À l’origine, je ne pensais pas être destinée à ce parcours de vie, qui peut paraître déroutant. Pourtant, comme ma famille et moi, il y a aujourd’hui beaucoup plus de personnes qu’on ne le pense qui empruntent un autre chemin que celui qui était tracé.

À force de constater que les choses ne vont pas dans le bon sens, on finit par se demander si notre vie à un sens. C’est ce qui s’est passé pour nous.

À Paris, entre les buildings et les grosses entreprises, lorsque l’on se doit de tenir son rôle, mais que l’on sent que ce rôle n’est pas le nôtre, il faut savoir faire des choix, pour soi, pour sa famille. Ça commence par là le changement ! On change d’abord de façon de voir les choses, puis de façon de penser, on prend conscience…

Lorsqu’il devient trop difficile d’agir en désaccord avec cette conscience, il faut prendre la décision d’agir. La vie est faite de choix, tous les jours. Et comme le disait si bien mon collègue de bureau chez Veolia : « choisir, c’est renoncer ».

On a donc renoncé à notre maison de banlieue parisienne et à nos salaires confortables. Mais également à notre routine, aux transports en commun si déprimants, à la grisaille, la mauvaise humeur et la tristesse.

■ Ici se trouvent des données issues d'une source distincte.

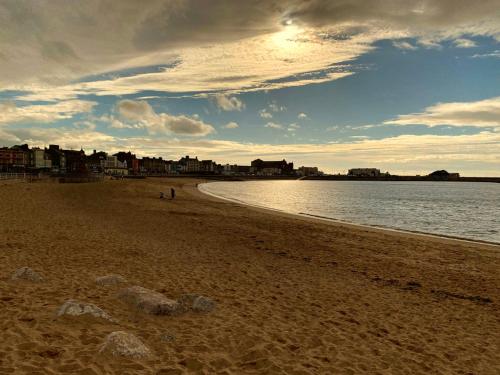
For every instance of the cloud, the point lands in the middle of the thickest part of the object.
(276, 108)
(274, 125)
(404, 45)
(46, 45)
(483, 113)
(464, 43)
(264, 114)
(143, 116)
(231, 125)
(11, 113)
(475, 154)
(227, 103)
(495, 53)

On s’est demandé ce qu’on pourrait faire de vraiment utile. Je travaillais à l’époque avec des chargés de projets sur des missions de biodiversité pour mon entreprise. Pour moi, ça a commencé comme cela. Je suis une urbaine pure souche, née à Lille. Mon environnement n’était fait que de briques rouges et de pavés. Mais j’ai toujours été poussée à franchir les limites de cette vie citadine, tournée vers plus de verdure et de beauté. En travaillant avec ces gens-là, j’ai appris, j’ai commencé à toucher du doigt ce pour quoi j’étais faite. Je ne voulais plus être spectatrice, je voulais du concret. Quant à mon mari, son rêve c’était de planter des arbres !

Alors, on est parti, contre toute attente, on a franchi nos propres limites, on s’est lancé !

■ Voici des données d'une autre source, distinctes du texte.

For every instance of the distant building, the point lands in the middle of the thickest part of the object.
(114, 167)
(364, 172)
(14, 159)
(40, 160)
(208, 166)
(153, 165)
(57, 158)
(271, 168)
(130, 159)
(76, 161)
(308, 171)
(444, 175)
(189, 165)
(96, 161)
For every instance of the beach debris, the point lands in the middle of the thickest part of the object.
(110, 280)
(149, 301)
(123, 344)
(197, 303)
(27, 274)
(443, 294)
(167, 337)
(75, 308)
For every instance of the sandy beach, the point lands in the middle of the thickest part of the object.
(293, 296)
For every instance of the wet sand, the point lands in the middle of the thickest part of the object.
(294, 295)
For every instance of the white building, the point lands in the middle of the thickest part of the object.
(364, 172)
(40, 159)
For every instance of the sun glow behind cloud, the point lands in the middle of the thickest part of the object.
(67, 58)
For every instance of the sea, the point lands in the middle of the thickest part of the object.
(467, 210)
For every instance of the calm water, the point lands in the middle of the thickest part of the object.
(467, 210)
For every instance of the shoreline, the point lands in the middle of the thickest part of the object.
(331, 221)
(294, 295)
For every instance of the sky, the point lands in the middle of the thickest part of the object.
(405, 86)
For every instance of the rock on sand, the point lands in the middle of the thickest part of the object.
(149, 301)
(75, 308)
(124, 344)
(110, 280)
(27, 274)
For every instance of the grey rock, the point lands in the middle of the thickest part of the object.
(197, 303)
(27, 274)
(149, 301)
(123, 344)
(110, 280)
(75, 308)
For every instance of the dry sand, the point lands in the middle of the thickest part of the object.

Beaucoup de reconversions font suite à un « burn-out » ou à un rejet du système de l’entreprise. Quel a été le déclic pour toi ?

Pas de burn-out pour nous. Quant au rejet de l’entreprise, oui certainement , c’est un rejet de l’entreprise telle qu’on la connaît aujourd’hui. Surtout de la manière dont elle fonctionne en interne ; les petites guerres, les gros égos, les mensonges. La manière dont on utilise les gens sans se demander quelles pourraient être leurs vraies motivations, ce qui pourrait leur donner envie de se lever le matin. Je pense que c’est cela, le vrai déclic.

C’est le manque de considération que les gens ont pour les autres et qu’ils ont donc pour eux-mêmes !

Si la gouvernance des entreprises était plus durable, plus humaine, moins centrée sur un système ascendant, où ceux du bas donnent tout à celui qui leur jette des miettes, tout le monde irait mieux ! Le monde irait mieux !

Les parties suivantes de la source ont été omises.